Un très mauvais deal pour les paysans français
Pour les agriculteurs européens, et français en particulier, cet accord pose un problème majeur de concurrence réglementaire. Les productions agricoles des pays du Mercosur ne sont pas soumises aux mêmes normes sanitaires, environnementales et sociales que celles imposées en Europe : usage de pesticides interdits dans l’UE (Union Européenne), traçabilité plus faible, coûts de main-d’œuvre très inférieurs.

Les syndicats agricoles
Les syndicats agricoles dénoncent ainsi une distorsion de concurrence, estimant que l’accord favoriserait surtout les grandes industries agroalimentaires et les centrales d’achat, au détriment des producteurs et, à terme, de la souveraineté alimentaire européenne.
La Dermatose nodulaire contagieuse : une menace sanitaire pour l’élevage
La dermatose nodulaire contagieuse (DNC) est une maladie virale qui affecte les bovins. Transmise principalement par des insectes piqueurs (moustiques, mouches), elle provoque fièvre, lésions cutanées, amaigrissement et pertes de production, sans danger direct pour l’homme. Jusqu’à récemment cantonnée à certaines régions d’Afrique, du Moyen-Orient et d’Amérique du Sud, la maladie a été détectée fin juin en Savoie, suscitant une vive inquiétude chez les éleveurs français.
La stratégie sanitaire
La stratégie sanitaire repose aujourd’hui sur l’abattage des animaux infectés, la mise sous surveillance et la restriction des mouvements de troupeaux. Les organisations agricoles critiquent toutefois l’absence de vaccination obligatoire préventive et redoutent des abattages massifs, vécus comme un gaspillage économique et animal. Dans le même temps, Christian Borde dénonce une incohérence : alors que leurs troupeaux sont bloqués et invendables, des viandes importées de pays où la maladie est présente, continuent d’entrer sur le marché européen, alimentant un sentiment d’injustice et d’abandon.

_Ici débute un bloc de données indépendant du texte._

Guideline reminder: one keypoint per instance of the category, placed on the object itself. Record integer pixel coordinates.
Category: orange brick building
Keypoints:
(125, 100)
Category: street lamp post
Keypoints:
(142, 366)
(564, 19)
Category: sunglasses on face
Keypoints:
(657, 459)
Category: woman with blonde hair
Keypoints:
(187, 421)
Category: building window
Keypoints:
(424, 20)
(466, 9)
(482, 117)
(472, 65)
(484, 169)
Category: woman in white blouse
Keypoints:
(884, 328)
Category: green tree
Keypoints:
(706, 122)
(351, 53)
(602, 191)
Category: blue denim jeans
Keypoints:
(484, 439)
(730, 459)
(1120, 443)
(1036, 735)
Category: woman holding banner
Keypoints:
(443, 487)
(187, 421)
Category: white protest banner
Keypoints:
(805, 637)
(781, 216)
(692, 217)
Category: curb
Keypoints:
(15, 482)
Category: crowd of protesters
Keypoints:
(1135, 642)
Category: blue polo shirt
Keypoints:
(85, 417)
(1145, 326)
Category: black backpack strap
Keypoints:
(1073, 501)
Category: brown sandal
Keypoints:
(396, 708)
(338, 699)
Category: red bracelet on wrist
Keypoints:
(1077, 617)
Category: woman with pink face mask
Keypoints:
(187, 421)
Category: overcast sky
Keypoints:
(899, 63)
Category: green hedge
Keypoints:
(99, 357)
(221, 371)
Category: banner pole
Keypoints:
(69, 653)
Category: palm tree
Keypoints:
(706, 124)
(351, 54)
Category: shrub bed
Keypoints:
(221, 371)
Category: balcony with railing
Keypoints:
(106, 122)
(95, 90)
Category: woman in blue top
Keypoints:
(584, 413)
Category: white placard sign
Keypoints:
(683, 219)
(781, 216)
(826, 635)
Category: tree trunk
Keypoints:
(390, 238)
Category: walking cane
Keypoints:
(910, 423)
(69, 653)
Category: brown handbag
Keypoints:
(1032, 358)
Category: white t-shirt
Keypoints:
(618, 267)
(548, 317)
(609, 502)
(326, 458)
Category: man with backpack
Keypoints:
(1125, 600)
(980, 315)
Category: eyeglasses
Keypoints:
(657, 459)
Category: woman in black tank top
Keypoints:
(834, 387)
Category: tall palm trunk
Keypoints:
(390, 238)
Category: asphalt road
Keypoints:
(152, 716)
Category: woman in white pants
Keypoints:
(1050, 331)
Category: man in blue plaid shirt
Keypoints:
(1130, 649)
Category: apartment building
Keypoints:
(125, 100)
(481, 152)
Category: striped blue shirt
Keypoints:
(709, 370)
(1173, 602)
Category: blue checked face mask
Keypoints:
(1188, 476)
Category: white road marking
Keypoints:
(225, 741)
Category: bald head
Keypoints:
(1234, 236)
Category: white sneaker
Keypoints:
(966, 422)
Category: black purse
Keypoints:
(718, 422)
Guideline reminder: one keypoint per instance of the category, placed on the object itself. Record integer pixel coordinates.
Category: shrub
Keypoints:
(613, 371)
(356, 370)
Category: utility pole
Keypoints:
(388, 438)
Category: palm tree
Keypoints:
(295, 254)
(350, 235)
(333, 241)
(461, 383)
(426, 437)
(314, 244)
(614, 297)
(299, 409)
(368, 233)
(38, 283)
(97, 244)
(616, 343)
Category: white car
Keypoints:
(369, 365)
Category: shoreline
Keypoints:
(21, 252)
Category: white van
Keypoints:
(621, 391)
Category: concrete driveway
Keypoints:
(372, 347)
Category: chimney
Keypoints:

Suicide chez les agriculteurs : des chiffres alarmants
En France, les agriculteurs présentent un risque de suicide supérieur de 46% à celui de l’ensemble de la population active. Pour les chefs d’exploitation non-salariés, ce sur-risque atteint environ 70 à 80%, selon les périodes étudiées par la Mutualité sociale agricole (MSA). Les données consolidées de la MSA et de Santé publique France estiment qu’un agriculteur se donne la mort tous les deux jours en moyenne. Un chiffre qui, malgré les dispositifs de prévention, reste stable depuis plusieurs années. Plus de 90% des suicides concernent des hommes, principalement âgés de 40 à 65 ans, souvent à la tête d’exploitations fragilisées économiquement.
Les causes ?
L’endettement chronique ; Des revenus inférieurs aux coûts de production ; La pression administrative et réglementaire ; L’isolement social ; Les crises sanitaires ou climatiques : la détresse agricole résulte d’un enchevêtrement de facteurs économiques, sociaux et psychologiques.
Vaucluse : une souffrance aux chiffres tabous
Il n’existe pas de données rendues publiques et détaillées spécifiques au Vaucluse. Les acteurs de terrain (MSA, syndicats, chambres d’agriculture) évoquent toutefois une détresse bien réelle, comparable à celle observée dans d’autres territoires agricoles, avec une difficulté persistante à rendre ces chiffres visibles.